MARIETTA - A Marietta man, upset over a civil case in Wood County, is now challenging his subsequent arrest in Marietta.
Jeremy Richards, 39, of 100 Cisler Lane, Apt. C8, has filed several documents in Washington County Common Pleas Court, requesting documents and making complaints against the three arresting officers.
According to the police report from his arrest, the Marietta Police Department received a call Oct. 31 from the office of Wood County Family Court Judge Darren Tallman. Richards had allegedly told an employee at the judge's office that he planned to kill himself with a gun.
Sgt. Len Ritchie, Patrolman John Hanson and Patrolman Jon Blasko responded to Richards' apartment building and eventually arrested him for disorderly conduct/ cease and desist. The report says the officers found no weapons on him but that Richards then failed to respond to orders and wouldn't cease his "turbulent behavior." There was also a note that he was difficult to book at the jail and that he made "anti-government statements" to law enforcement.
Richards names all three officers in the filing, accusing them of "terroristic threatening, kidnapping, bullying, and fabrication of charges" among other things; however, the documents do not make it clear if Richards is suing or simply filing a complaint against the officers.
"There was no crime committed and I was falsely arrested," he said in the filing. "If we allow police to continually abuse people it won't be long till (it's) someone close to you falsely arrested."
Though Richards is being represented by public defender Ray Smith for his criminal trial regarding the arrest, he does not have representation in his civil filings. All of the documents filed thus far have been handwritten on ruled paper.
In the initial document, filed Nov. 2, he does ask that the officers be disarmed and "placed on leave until this matter is resolved."
Capt. Jeff Waite of the Marietta Police Department said the three officers are still working.
"I don't believe the officers did anything wrong," said Waite.
However, he declined to comment further because both the civil complaint filed by Richards and the criminal case against him are still pending.
Ritchie, Hanson and Blasko did not return messages seeking comment.
In subsequent filings, Richards also takes issue with at least three emails that were sent by the Marietta Police Department to police and city employees warning them that Richards was a danger.
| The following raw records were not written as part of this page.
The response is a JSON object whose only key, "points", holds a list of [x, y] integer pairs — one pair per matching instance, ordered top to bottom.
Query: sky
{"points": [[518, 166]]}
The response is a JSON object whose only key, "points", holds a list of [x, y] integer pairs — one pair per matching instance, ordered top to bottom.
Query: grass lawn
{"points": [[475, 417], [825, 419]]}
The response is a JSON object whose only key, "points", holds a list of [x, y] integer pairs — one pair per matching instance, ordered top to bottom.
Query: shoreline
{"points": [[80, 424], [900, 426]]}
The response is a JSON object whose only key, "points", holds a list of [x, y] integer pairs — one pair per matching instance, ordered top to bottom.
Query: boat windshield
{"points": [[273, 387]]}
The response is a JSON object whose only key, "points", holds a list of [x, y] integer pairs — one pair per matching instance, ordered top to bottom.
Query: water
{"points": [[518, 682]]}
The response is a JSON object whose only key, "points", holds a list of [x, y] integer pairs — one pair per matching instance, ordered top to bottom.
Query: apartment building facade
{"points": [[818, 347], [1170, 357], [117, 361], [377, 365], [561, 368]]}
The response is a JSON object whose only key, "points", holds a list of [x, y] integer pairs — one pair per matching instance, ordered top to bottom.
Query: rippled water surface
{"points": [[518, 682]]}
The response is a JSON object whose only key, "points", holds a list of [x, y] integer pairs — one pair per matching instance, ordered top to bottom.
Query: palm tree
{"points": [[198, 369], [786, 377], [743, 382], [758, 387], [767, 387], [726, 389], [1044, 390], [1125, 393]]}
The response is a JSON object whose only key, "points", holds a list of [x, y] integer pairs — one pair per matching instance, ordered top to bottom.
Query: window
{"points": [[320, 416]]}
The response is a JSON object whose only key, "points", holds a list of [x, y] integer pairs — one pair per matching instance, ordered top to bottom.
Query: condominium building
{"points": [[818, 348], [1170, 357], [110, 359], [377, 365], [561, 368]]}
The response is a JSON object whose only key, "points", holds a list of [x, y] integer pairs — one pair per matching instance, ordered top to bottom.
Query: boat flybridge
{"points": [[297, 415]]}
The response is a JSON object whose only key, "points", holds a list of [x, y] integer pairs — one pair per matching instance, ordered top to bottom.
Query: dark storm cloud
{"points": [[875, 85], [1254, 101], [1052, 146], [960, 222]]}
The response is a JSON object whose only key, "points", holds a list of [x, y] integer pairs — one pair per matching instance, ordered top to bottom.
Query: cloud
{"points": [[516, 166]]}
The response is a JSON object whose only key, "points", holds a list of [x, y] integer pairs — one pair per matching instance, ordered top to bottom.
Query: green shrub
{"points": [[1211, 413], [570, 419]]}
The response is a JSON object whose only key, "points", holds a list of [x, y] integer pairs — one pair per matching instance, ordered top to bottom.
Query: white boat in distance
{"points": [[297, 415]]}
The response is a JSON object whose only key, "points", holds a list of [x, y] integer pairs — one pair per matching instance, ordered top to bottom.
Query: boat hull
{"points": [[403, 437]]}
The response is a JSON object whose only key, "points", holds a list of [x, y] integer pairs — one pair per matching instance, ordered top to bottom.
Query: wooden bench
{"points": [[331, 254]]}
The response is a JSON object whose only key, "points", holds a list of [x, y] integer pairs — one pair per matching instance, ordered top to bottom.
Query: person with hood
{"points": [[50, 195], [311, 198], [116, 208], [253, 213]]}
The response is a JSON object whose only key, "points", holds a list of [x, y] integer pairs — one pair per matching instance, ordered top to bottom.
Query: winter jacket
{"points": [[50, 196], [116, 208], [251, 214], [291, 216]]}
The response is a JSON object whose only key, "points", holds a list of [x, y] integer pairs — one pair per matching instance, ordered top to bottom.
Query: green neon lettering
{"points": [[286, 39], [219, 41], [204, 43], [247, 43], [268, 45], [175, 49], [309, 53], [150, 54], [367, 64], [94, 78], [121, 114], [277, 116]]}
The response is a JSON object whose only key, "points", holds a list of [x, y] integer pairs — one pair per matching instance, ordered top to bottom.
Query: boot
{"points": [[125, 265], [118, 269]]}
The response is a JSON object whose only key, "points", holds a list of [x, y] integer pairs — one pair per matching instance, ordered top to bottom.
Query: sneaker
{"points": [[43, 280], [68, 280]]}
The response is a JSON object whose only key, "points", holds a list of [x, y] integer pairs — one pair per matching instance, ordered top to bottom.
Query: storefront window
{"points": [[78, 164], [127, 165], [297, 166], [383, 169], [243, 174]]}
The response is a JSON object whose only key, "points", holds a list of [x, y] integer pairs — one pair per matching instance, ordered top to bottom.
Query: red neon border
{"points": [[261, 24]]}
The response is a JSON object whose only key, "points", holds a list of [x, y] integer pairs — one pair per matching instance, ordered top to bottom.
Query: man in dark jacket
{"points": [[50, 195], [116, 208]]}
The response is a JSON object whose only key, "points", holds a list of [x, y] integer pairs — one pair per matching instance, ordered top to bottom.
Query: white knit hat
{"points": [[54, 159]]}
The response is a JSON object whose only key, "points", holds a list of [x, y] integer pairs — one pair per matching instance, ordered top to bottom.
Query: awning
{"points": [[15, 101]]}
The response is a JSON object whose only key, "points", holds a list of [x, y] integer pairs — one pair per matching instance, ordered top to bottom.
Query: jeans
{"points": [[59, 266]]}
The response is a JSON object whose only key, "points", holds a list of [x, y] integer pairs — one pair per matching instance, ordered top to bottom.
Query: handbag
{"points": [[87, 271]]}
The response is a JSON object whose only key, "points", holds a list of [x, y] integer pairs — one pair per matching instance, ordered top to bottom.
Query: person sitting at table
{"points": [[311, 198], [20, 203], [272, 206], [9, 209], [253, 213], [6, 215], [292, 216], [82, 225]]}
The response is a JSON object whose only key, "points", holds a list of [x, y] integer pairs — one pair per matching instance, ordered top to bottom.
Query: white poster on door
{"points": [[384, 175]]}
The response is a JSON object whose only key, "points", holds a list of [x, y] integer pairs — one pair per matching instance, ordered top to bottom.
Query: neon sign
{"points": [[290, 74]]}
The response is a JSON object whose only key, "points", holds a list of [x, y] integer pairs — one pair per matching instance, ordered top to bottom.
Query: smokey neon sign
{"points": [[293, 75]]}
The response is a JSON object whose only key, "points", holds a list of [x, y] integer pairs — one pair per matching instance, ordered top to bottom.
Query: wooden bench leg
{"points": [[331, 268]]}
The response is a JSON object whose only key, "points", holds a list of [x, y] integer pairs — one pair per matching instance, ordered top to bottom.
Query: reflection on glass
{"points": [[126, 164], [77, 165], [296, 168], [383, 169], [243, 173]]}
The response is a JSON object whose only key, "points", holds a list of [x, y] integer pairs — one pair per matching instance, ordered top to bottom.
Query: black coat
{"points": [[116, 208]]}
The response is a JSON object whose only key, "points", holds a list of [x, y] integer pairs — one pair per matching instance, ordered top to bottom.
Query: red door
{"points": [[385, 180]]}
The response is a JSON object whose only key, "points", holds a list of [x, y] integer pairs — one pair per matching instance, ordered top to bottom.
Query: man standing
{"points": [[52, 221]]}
He claims the police were trying to intimidate him and make him feel unsafe by sending the messages.
"This email pictures me and my truck and license plate number and alarming accusations and hearsay," he wrote.
The email received by all city personnel contained a photograph of Richards and his vehicle. It began: "EXTREME CAUTION!!!!!!!! Known to Carry Weapons."
According to an earlier email that was only sent to MPD personnel, Richards had told officers that he has a "long gun" in his apartment.
Richards said in his court paperwork those emails have had a damaging effect.
"Even my landlord was aware of (the) email," he said in one filing.
According to the police, the emails were sent out after Richards was observed in a city parking lot photographing employee vehicles.
Finally, Richards states he has not received requested documents. Specifically, he has asked for personnel files for the three officers, a copy of the police report and video and audio footage of the arrest. The Marietta Police Department said they have not furnished the records.
Waite said the department does not videotape all arrests and he did not believe a tape existed of Richards' arrest.
He referred questions about the other public records to Marietta City Law Director Paul Bertram III.
Bertram initially said that public employees' personnel files are not public record.
However, Dan Tierney, a spokesman for the Ohio Attorney General's office, said personnel files are public records, although certain information within them, such as Social Security numbers, must be removed before they can be viewed.
Richards specifically requested disciplinary actions, which the Ohio Sunshine Law also stipulates as public record.
Contacted again, Bertram changed his answer, saying that while employee personnel files are public record, Richards has not been given the files because defendants in criminal proceedings can not seek records through a public records request. Rather criminal defendants and those involved in civil lawsuits must go through discovery.
"In any litigation which is civil litigation there is a process of discovery. He could potentially file something through the court and the court would make a decision," said Bertram.
Richards also said in a Nov. 16 filing that he has not been given a copy of the police report from his arrest. However, Smith said the MPD has since provided his office with that document.
In that filing, Richards also asked for a cash settlement, though no amount was given.
Bertram has filed a motion for dismissal, stating that the plaintiff failed "to state a claim upon which relief can be granted."
"I'm not sure what he is asking for," said Bertram.
The initial filing seemed to be more of a request for discovery than an actual complaint, he said in the motional for dismissal.
Washington County Common Pleas Court Judge Susan Boyer has denied the motions to continue and motions to change venue. She has not ruled to dismiss the case to date.
Richards didn't return a message seeking comment this week.
The only criminal charge listed for Richards in Washington County is the disorderly conduct/cease and desist charge.
Officials with Wood County Circuit Court would not provide information about any criminal charges there without an official request, which has now been made by The Marietta Times.
Richards does have a pending case involving child support in Wood County.